Grundlagenentwicklung bei SICK – Einblicke für Studierende

Als Entwicklungsingenieur bei der SICK Engineering GmbH in Dresden betreut Dr. Eric Starke regelmäßig Studierende, die ihr Praxissemester absolvieren und ihre Thesis schreiben. Was ihm dabei besonders Spaß macht und welche Aufgaben Studierende in der Grundlagenentwicklung übernehmen können, verrät er uns in diesem Interview.

 

SICK Karriere: Eric, bitte stelle dich doch kurz vor!

Eric Starke: Mein Name ist Eric Starke, ich bin verheiratet und wohne in Pirna bei Dresden. Ich habe Elektrotechnik, mit Spezialisierung auf Akustik und elektromechanische Systeme, an der Technischen Universität Dresden studiert. Nach dem Studium erhielt ich die große Chance als Mitarbeiter eines Großforschungsprojektes an der Technischen Universität Dresden anzufangen. Dort war ich in den folgenden Jahren in verschiedenen Forschungsprojekten sowie in der Lehre tätig und fertigte auch meine Doktorarbeit an. Seit Mai 2013 bin ich nun in der Grundlagenentwicklung für Ultraschalldurchflussmessgeräte der SICK in Dresden beschäftigt.

 

Dr. Eric Starke betreut Studierende in der Grundlagenentwicklung bei der SICK Engineering GmbH in Dresden

Dr. Eric Starke betreut Studierende in der Grundlagenentwicklung bei der SICK Engineering GmbH in Dresden

SICK Karriere: Du betreust regelmäßig Studierende, die bei SICK Praxissemester absolvieren oder Ihre Thesis schreiben. Wie lange machst du das schon?

Eric: Die ersten Studierenden habe ich 2005 bei ihren Studienarbeiten betreut. Während der Zeit an der Universität kamen in den folgenden Jahren viele verschiedene und interessante Abschlussarbeiten hinzu. Seit 2013 betreue ich regelmäßig Praxissemester und Abschlussarbeiten bei SICK an unserem Standort bei Dresden.

 

SICK Karriere: Was sind typische Aufgabenbereiche von Studierenden, die mit dir und deinem Team arbeiten?

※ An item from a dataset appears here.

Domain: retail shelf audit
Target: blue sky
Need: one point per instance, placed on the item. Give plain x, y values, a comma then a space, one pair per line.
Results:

Eric: In der Grundlagenentwicklung bereiten wir künftige Produktentwicklungen vor, indem wir neue Ideen und Technologien untersuchen und bewerten. Daraus ergeben sich auch sehr vielfältige Aufgaben für Studierende. Dies reicht beispielsweise von der selbstständigen Aufarbeitung neuer Themen, über die Erstellung mechanischer und elektrischer Testaufbauten sowie der experimentellen Untersuchung von Demonstratoren bis hin zur Signalverarbeitung und Erstellung von Softwaretools.

Studierende und ihre Erfahrungen für die Zukunft

SICK Karriere: Was denkst du, können Studierende in einer praktischen Phase in einem Industrieunternehmen für sich und ihre Zukunft mitnehmen?

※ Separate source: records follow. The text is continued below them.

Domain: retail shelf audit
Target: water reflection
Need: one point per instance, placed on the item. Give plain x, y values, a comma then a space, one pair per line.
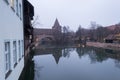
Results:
72, 64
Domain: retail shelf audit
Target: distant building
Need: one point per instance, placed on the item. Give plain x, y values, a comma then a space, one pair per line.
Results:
28, 13
47, 33
11, 39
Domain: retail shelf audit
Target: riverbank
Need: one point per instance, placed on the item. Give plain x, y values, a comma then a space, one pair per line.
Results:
112, 46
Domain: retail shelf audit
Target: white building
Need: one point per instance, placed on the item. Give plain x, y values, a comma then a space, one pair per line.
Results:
11, 39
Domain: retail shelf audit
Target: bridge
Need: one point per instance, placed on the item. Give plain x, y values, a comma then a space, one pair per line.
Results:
46, 34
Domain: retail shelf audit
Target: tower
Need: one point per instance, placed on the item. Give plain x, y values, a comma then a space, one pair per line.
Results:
56, 25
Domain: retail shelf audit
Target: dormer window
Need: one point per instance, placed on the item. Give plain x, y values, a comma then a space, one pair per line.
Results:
6, 1
12, 4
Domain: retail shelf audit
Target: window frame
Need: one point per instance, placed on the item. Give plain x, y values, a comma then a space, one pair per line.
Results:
14, 53
6, 1
7, 54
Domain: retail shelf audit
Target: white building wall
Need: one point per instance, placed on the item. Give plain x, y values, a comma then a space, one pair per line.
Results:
11, 29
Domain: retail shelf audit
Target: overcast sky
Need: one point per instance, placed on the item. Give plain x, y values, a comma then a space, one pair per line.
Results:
77, 12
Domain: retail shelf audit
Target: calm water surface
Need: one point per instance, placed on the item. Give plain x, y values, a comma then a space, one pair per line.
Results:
76, 64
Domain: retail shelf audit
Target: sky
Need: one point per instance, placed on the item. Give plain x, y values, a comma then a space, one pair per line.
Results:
73, 13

Eric: Studierende unterschätzen häufig, wie viel Wissen sie sich bereits erarbeitet haben. Ein Prxissemester vermittelt ihnen einen umfassenden Eindruck von ihren möglichen späteren Aufgaben. Vor allem können sie ihre im Studium erworbenen theoretischen Kenntnisse direkt in realen Aufgabenstellungen anwenden und tatsächlich bestehende Wissenslücken erkennen. Mit diesen Erfahrungen lässt sich die nach dem Praxissemester anstehende letzte Phase des Studiums viel besser planen.

 

SICK Karriere: Was macht dir an der Arbeit mit Studierenden Spaß?

Eric: Ich bin immer wieder erstaunt über die Motivation und die kreativen Lösungen von Studierenden, die uns schon oft – mehr als erwartet – geholfen haben. Darüber hinaus ist für mich immer wieder schön, Studierende auf einem kleinen Stück ihres Ausbildungsweges zu begleiten und ihre Entwicklung mitzuerleben.

 

SICK Karriere: Danke für deine Zeit!